Melissa began doing drugs while going to Harvard, and it was a boyfriend who introduced her to intravenous drug use. That same boyfriend appeared uninvited at the book-release party on March 14 in New York City, a “total wreck.”
“That was a surreal experience,” said Melissa. “Intense. And sad.”
In retrospect, of course, Bob Febos questions if he made the right decisions. Sure, it was a little early for a kid to leave home – in Falmouth, Mass. – when they let her go at 16, but Melissa Febos wasn’t just any kid. She wrote her first book at age 8, starred as a solo puppeteer emcee for television at 12, and never gave him or his ex-wife cause to worry beyond normal pre-teen rebellion.
Besides, they might not have been able to hold her back if they’d tried.
“I never asked them what they thought,” said Melissa Febos. “It wasn’t really up for discussion. I had always sort of been that way. Make a big decision and then inform them of it.
“I think my parents did an amazing job, and I can’t think of anything they could have done differently that could have changed my experience.
“I regret the pain I caused them. It was through no fault of theirs."
Bob Febos is still coming to terms with his daughter’s story, yet he is pleased with the reaction thus far to her book. Melissa was recently interviewed by Terry Gross on NPR and is engaged in a multi-city book tour.

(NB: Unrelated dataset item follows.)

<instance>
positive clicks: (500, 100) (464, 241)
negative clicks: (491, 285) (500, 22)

He’s also thankful and wants other parents to make note of his experience.
“When your child is excelling, you’re not looking for trouble. But don’t make assumptions.
"While I’m sitting here fretting over what the world may think of my daughter or of myself as a parent, I could just as easily be visiting her grave.
“That could be my reality right now, and I don’t want that to be anyone else’s reality. That’s why I’m doing the interview. I was lucky.”
And so was Melissa. Less than 10 percent of heroin addicts find recovery. Soon, Melissa will celebrate seven years of being clean and sober.